The video was filmed in the hospice gardens, featuring staff dancing with their mascot Charlie the big bear. “Due to the significance of the rainbow at the moment I had a look around the hospice at all the colours outside in our gardens” Alison explains. “Our new toadstools, a snakes and ladders table, a lion, our uniforms also playing into the colour theme and of course not forgetting big Charlie the bear.”
“A staff members’ daughter very kindly put the video together for us, ending with the staff clapping for our NHS colleagues, all care and essential workers. Everyone really loved making this video. The nursery are delighted and I believe are preparing something to send back to us.”
The intergenerational project began after the hospice’s day therapy staff watched a documentary about the impact on wellbeing of similar work in a documentary. Initially they invited children from the nursery along to the hospice’s Christmas Party. The patients and children enjoyed the event so much, the nursery staff asked if they could be more involved with Accord in the future.
The project saw children visiting the hospice every second Tuesday and Thursday of the month, with the day therapy unit planning the programme one week and the nursery the next. If enough patients from the in-patient unit felt well enough to attend they were also invited along.
The sessions involved activities like the parachute game, which benefitted patients by taking their minds off their symptoms while giving them the chance to exercise. The children also taught the patients songs for them all to sing together.

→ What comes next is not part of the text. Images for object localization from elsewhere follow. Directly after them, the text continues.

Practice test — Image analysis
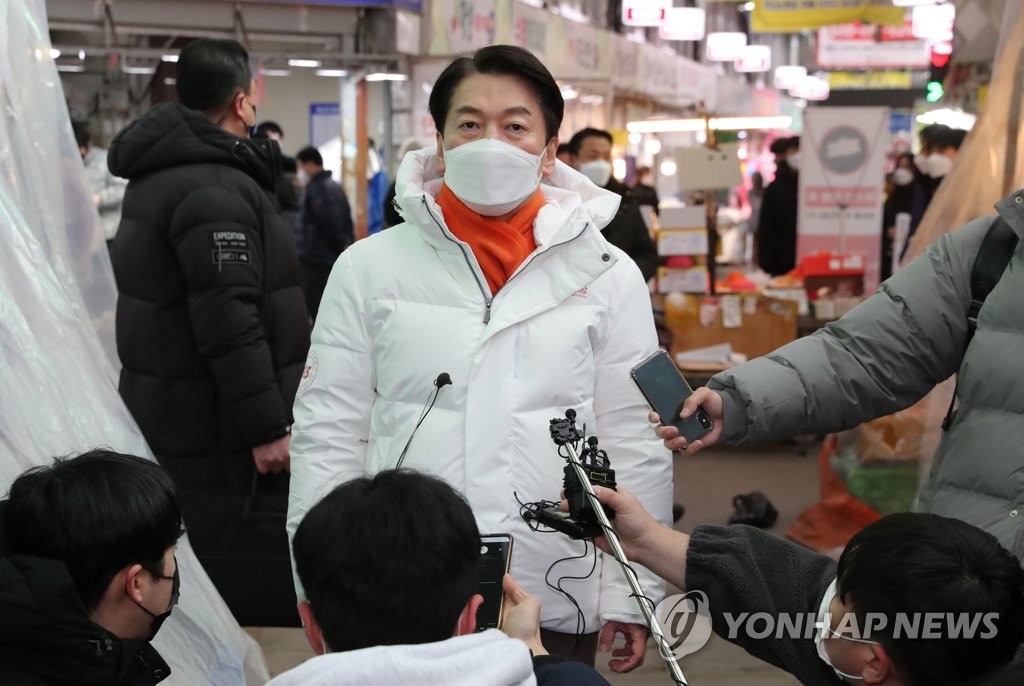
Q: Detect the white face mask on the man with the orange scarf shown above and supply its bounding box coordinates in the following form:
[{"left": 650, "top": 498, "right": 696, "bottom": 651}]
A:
[{"left": 444, "top": 138, "right": 548, "bottom": 217}]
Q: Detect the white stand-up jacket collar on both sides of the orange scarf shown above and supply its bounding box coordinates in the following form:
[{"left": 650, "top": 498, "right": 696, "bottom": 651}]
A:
[{"left": 395, "top": 146, "right": 622, "bottom": 250}]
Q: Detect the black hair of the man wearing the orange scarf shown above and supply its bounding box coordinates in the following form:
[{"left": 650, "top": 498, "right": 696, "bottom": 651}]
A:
[{"left": 429, "top": 45, "right": 565, "bottom": 140}]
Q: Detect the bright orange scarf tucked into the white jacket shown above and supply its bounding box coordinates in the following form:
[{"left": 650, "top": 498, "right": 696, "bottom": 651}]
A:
[{"left": 437, "top": 185, "right": 546, "bottom": 295}]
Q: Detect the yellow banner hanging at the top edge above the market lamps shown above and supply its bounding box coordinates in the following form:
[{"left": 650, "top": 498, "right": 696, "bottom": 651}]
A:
[{"left": 752, "top": 0, "right": 906, "bottom": 33}]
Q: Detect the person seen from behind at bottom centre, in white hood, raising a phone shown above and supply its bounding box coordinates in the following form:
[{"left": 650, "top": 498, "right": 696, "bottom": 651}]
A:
[{"left": 270, "top": 470, "right": 607, "bottom": 686}]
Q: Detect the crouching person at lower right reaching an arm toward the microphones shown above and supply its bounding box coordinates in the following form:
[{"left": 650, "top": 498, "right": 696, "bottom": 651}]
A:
[{"left": 562, "top": 481, "right": 1024, "bottom": 686}]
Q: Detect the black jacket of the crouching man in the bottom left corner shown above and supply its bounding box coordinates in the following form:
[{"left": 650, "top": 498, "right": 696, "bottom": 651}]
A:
[{"left": 0, "top": 502, "right": 171, "bottom": 686}]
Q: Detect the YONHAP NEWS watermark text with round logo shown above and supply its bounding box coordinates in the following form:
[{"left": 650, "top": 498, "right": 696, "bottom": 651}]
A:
[{"left": 655, "top": 591, "right": 999, "bottom": 658}]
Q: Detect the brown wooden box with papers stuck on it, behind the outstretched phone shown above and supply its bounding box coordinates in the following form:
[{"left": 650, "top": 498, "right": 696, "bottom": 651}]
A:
[{"left": 663, "top": 295, "right": 798, "bottom": 358}]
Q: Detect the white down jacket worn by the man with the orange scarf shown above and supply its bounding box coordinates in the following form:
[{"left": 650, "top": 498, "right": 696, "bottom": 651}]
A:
[{"left": 288, "top": 148, "right": 672, "bottom": 633}]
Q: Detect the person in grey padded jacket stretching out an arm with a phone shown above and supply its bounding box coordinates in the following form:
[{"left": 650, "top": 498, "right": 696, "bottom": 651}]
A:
[{"left": 652, "top": 189, "right": 1024, "bottom": 557}]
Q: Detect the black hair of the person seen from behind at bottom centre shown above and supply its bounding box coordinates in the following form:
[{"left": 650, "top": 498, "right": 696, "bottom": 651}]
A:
[{"left": 293, "top": 470, "right": 480, "bottom": 652}]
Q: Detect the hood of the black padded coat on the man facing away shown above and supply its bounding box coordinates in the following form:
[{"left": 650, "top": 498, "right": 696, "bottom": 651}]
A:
[{"left": 106, "top": 102, "right": 281, "bottom": 190}]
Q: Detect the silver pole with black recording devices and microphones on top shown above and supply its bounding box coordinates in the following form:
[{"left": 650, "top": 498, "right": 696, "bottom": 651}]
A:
[{"left": 522, "top": 410, "right": 687, "bottom": 686}]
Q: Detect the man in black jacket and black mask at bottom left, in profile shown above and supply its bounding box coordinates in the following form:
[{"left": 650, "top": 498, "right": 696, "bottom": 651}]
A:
[{"left": 0, "top": 451, "right": 183, "bottom": 686}]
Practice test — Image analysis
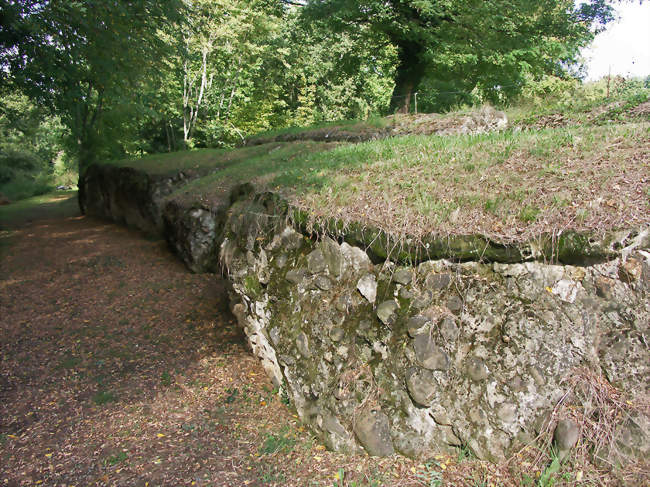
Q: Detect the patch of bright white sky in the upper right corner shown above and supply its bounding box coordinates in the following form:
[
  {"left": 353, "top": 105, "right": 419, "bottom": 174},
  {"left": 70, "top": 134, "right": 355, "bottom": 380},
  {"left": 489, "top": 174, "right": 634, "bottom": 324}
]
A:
[{"left": 583, "top": 0, "right": 650, "bottom": 80}]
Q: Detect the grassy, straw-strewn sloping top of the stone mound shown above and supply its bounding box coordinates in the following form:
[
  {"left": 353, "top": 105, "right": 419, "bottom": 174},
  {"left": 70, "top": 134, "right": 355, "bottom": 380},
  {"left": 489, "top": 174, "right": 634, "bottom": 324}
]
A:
[{"left": 97, "top": 94, "right": 650, "bottom": 250}]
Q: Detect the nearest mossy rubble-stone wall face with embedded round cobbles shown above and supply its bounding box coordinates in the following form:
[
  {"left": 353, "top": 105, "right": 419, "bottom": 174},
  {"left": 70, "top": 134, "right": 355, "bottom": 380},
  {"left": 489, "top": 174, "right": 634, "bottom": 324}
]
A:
[{"left": 221, "top": 193, "right": 650, "bottom": 460}]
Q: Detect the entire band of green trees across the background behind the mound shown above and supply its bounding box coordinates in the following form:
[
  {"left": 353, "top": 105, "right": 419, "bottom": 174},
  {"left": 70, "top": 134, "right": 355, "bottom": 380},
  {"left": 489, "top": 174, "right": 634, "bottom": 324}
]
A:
[{"left": 0, "top": 0, "right": 628, "bottom": 181}]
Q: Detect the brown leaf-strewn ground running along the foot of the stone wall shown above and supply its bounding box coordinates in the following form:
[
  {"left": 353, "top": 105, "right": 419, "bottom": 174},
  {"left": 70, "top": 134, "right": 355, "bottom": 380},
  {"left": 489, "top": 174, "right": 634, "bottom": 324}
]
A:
[{"left": 0, "top": 195, "right": 636, "bottom": 487}]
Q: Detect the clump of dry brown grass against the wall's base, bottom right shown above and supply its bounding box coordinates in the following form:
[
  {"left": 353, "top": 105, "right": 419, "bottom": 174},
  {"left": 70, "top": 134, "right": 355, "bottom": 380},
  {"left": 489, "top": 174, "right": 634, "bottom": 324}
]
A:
[{"left": 505, "top": 369, "right": 650, "bottom": 487}]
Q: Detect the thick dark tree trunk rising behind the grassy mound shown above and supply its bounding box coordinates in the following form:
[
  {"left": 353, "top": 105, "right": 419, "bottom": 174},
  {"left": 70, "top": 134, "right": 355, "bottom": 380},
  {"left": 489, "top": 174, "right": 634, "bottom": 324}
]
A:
[{"left": 390, "top": 41, "right": 424, "bottom": 113}]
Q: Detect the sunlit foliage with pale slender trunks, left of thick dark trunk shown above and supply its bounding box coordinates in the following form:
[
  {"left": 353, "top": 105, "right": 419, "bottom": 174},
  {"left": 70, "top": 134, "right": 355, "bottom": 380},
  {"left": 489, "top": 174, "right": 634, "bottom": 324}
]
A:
[{"left": 159, "top": 0, "right": 394, "bottom": 148}]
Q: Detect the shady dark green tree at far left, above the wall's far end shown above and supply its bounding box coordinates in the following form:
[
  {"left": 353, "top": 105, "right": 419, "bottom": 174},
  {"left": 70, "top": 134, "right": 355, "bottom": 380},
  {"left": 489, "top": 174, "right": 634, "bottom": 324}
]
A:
[{"left": 0, "top": 0, "right": 182, "bottom": 169}]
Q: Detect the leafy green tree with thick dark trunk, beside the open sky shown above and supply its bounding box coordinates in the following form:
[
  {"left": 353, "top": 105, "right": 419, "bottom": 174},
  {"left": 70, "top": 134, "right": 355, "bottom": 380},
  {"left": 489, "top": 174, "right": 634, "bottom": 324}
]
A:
[{"left": 304, "top": 0, "right": 612, "bottom": 112}]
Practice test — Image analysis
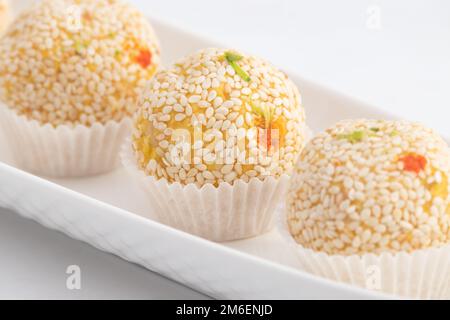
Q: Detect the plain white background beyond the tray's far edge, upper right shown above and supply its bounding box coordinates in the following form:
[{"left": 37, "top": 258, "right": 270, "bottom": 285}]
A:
[{"left": 133, "top": 0, "right": 450, "bottom": 137}]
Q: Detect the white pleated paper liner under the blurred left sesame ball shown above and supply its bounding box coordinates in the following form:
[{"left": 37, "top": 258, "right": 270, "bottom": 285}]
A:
[{"left": 0, "top": 103, "right": 132, "bottom": 178}]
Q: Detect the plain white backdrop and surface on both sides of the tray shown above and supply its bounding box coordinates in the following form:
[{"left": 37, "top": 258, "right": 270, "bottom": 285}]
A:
[{"left": 0, "top": 0, "right": 450, "bottom": 298}]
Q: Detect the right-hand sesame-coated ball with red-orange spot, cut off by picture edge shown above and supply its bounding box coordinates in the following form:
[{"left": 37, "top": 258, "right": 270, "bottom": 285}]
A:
[{"left": 287, "top": 120, "right": 450, "bottom": 255}]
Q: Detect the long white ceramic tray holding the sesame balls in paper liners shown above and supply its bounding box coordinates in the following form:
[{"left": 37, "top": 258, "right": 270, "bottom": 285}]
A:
[{"left": 0, "top": 6, "right": 404, "bottom": 299}]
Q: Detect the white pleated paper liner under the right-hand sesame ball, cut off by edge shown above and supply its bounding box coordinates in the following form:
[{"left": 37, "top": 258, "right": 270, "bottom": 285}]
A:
[{"left": 277, "top": 213, "right": 450, "bottom": 299}]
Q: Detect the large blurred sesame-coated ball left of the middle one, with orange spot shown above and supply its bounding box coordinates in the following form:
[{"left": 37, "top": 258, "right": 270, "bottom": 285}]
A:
[{"left": 0, "top": 0, "right": 160, "bottom": 126}]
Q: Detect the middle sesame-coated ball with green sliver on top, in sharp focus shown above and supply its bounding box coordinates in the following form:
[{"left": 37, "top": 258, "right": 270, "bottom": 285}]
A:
[{"left": 133, "top": 48, "right": 305, "bottom": 187}]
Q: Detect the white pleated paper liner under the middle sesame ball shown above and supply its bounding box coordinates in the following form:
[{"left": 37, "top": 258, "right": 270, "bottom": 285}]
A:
[{"left": 121, "top": 140, "right": 289, "bottom": 242}]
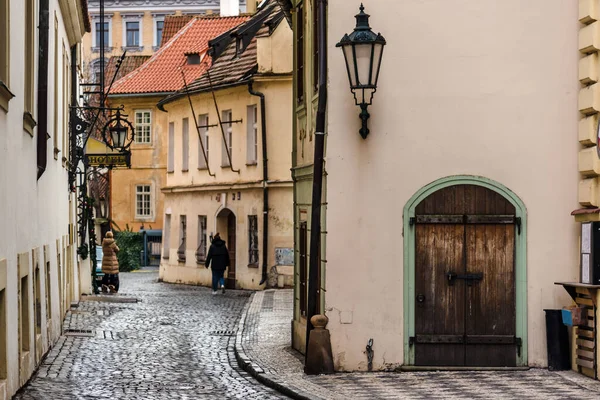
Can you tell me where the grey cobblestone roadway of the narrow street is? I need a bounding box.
[15,269,285,400]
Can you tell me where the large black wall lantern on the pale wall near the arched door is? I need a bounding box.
[336,4,385,139]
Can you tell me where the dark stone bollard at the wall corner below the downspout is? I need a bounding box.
[304,314,335,375]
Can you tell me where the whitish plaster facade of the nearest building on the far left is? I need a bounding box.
[0,0,80,399]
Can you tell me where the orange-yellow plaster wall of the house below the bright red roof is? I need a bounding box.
[109,97,168,231]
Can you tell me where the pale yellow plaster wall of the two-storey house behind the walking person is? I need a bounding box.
[160,76,293,289]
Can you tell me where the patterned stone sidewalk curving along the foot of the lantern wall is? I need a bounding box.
[236,290,600,400]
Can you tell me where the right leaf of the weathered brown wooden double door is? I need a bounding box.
[465,225,516,366]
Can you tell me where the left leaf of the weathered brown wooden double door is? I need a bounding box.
[415,224,465,365]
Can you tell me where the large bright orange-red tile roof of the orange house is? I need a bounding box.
[110,16,248,95]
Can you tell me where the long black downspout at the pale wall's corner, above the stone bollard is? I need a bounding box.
[305,0,327,357]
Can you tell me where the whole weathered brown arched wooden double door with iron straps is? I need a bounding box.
[411,185,521,367]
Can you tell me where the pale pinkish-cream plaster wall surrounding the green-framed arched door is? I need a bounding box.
[326,0,579,370]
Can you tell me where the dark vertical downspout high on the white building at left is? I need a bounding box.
[37,0,50,179]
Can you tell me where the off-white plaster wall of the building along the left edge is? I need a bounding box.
[0,0,84,398]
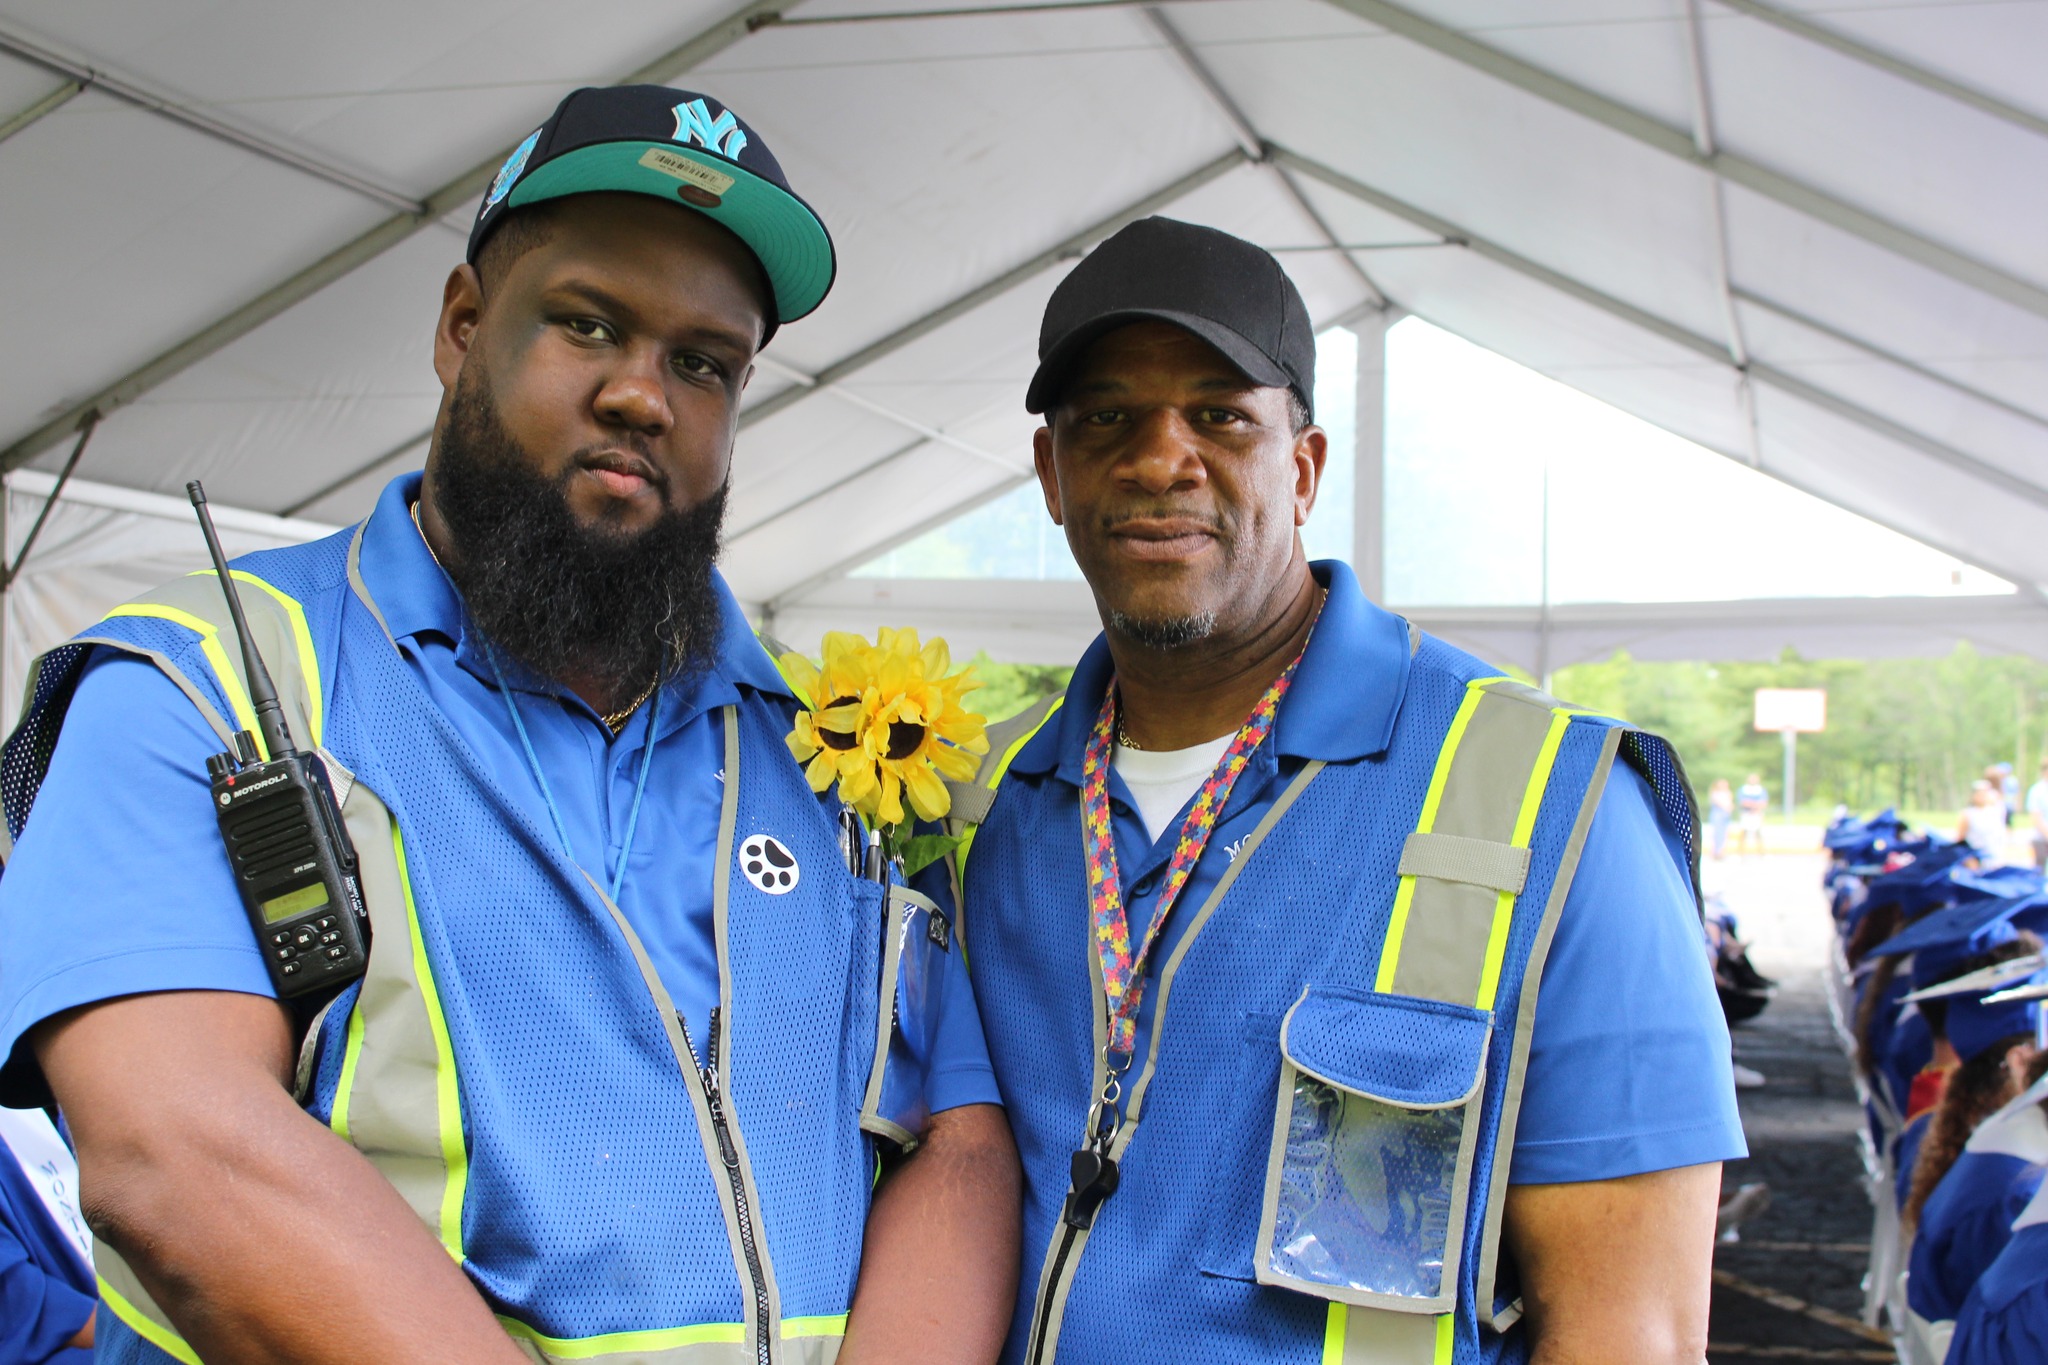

Alison explains that there was one patient who stuck in her mind. “A gentleman who had attended day therapy for a while and had been a quiet man was so taken with the children that he taught them a song from his childhood. That was the highlight of one of the days.”
Unfortunately due to Covid-19 the project has been put on hold. “The nursery are very keen, as are we at the hospice, to keep the momentum of this going” Alison says. “That’s why the staff asked us to make a video they could share with the children. They hope to restart this when everything gets back to normal.”